それでも「日経平均の上昇は危うい」と言える理由 海外投資家の実力は?暴騰の背景を再点検
世界の金融・経済環境も再点検しよう。金融政策については、最近2週間だけでも、ユーロ圏、カナダ、豪州で利上げが行われた。ユーロ圏では、昨年10~12月期、今年1~3月期と、実質経済成長率(前期比)が「景気後退の目安」とされる2四半期連続のマイナスとなった。それでも、根強いインフレを抑え込むため、景気をさらに押し下げ、株価には逆境となる政策が進行し続けている。

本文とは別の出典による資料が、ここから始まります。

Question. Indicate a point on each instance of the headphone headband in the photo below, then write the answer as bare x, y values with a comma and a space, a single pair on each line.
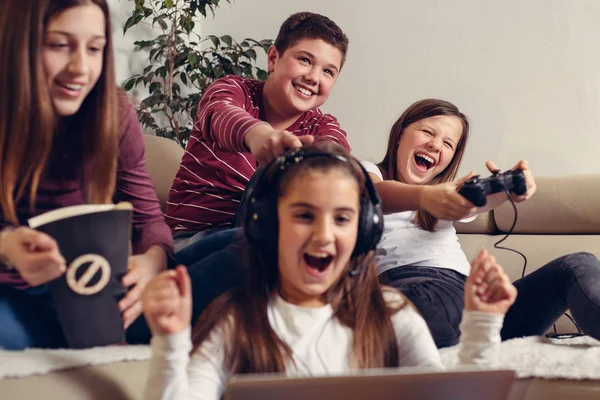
259, 213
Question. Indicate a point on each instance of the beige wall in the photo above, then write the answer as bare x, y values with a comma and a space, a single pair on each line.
526, 72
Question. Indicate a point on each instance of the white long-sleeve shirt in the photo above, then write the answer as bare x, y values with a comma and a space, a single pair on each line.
320, 345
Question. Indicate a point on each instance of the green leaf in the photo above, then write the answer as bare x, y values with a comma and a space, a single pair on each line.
250, 53
129, 84
227, 39
128, 24
193, 58
214, 39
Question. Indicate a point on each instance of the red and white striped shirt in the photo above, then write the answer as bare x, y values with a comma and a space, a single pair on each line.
216, 166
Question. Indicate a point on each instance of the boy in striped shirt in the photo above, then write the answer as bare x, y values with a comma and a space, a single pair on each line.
243, 123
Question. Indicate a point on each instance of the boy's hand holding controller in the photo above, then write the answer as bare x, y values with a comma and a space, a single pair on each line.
167, 302
488, 288
33, 254
266, 143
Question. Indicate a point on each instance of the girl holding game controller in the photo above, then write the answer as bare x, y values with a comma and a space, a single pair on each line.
312, 305
67, 137
419, 253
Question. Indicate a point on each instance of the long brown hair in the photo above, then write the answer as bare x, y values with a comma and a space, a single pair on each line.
417, 111
28, 121
252, 346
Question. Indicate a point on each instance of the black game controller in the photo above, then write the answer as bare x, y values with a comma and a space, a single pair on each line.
476, 189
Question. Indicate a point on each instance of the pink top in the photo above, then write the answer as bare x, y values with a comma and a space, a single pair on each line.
62, 186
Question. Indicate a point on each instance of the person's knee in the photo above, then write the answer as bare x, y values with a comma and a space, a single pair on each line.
442, 313
13, 335
578, 263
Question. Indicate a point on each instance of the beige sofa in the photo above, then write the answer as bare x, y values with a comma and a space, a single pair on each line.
563, 217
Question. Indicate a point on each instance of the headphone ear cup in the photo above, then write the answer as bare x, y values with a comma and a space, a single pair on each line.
260, 223
365, 227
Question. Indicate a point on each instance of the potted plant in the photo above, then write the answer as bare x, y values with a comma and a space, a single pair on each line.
182, 63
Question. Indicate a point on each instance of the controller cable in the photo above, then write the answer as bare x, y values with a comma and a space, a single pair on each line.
554, 335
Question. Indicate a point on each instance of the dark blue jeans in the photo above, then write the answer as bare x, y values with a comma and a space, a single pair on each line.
216, 264
438, 294
569, 282
28, 318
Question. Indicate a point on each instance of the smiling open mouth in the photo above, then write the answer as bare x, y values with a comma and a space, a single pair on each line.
320, 263
303, 90
424, 161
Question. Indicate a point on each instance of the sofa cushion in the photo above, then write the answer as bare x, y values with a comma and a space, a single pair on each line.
561, 205
162, 163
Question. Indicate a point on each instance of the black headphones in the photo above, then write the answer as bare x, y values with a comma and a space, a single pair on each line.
259, 214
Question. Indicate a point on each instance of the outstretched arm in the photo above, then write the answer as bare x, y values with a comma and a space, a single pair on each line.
173, 375
489, 294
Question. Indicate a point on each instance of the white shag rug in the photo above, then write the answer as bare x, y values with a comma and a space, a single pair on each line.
538, 357
576, 358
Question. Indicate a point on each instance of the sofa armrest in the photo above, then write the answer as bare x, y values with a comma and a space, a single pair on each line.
561, 205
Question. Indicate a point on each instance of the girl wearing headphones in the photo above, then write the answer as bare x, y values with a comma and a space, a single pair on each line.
67, 137
420, 255
312, 304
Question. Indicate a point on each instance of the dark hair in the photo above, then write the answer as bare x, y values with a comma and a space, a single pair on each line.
28, 121
307, 25
254, 347
417, 111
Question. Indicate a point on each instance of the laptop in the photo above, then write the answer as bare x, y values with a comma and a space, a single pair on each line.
396, 384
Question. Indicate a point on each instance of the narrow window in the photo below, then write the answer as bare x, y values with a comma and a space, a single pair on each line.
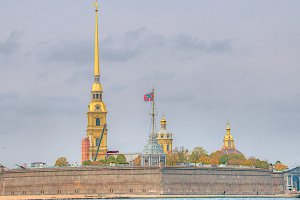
97, 122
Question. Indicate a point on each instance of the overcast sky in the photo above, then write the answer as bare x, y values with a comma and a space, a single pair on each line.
210, 61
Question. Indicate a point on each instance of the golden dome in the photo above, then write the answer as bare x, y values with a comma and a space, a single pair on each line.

また、アメリカではFED(連銀)が、13~14日のFOMC(連邦公開市場委員会)でこそ利上げを見送ったものの、年末の政策金利予想値を0.5%幅引き上げた。アメリカの資金面では、経済全体の資金量を測るM2(現預金合計)の前年同月比は、昨年12月から直近の4月分(4.6%減)まで5カ月連続の減少だ。M2が前年同月比でマイナスとなるのは1960年1月以来初めてで、アメリカの景気や株価を締め上げていくだろう。
さらに中国でも、経済統計は4月以降、不振が目立つ。ゼロコロナ政策解除による景気押し上げが期待されたが、空振りに終わっている。確かに足元で中国は政策金利引き下げの姿勢を強めているが、景気悪化に歯止めがかかるかは心もとない。
こうした世界経済の悪化は、日本からの輸出に影を落としている。15日に公表された5月の貿易統計では、輸出数量は8カ月連続の前年同月比マイナスだ。
円安が外貨建て輸出の円換算値を膨らませていることで、輸出金額は増加してはいるが、5月の前年同月比はわずか0.6%増にすぎず、今後マイナス圏への転落もありえよう。
「円安だから輸出株中心に日本株は買いだ」などと楽観できる状況ではない。しかも、何とか増加している輸出金額でも、中国向けは6カ月連続の減少だ。中国と地理的・経済的に関係が深い日本への悪影響が強く懸念される事態で、「中国がダメだから日本株に資金が逃避する」などという主張は夢物語だろう。
「長期展望は悲観せず」も不変
ただ筆者は、長期的には日本株に悲観ではない。長期展望を丁寧に解説するのには一定の分量が必要だ。また、筆者の予想では株価上昇は、いったん株価が下振れしたあとになる。よって、こうした長期予想はまたあらためて解説しよう。ただし『週刊東洋経済』(6月17日号)の40ページではその背景に簡単に触れているので、お読みいただければ幸いだ。
また、筆者が主催しているセミナーの参加者の方々には「日経平均はいったん下落したあと、今年末までには再度3万円の大台を奪回すると見込むし、2024年はさらに株価が上がるだろう。日本株を購入するなら、株価がいったん下振れすることを覚悟しつつ、じっと現物株やファンドを持ち続ければよい」と解説している。
避けるべきなのは、今後日経平均が2万7000円程度に「下がってから」、怖くなって株式などを思いっきり売却してしまうことだ。逆に、この水準に近いところまで下がったら買い場だ」とも伝えている。
今回コラムでは冒頭でお叱りの声があると述べたが、それ以上に激励や応援のメッセージを多く賜り、うれしさで涙することもある。そうしたご厚意に甘えてはいけないと自身を戒めつつも、この場を借りて心より御礼申し上げたい。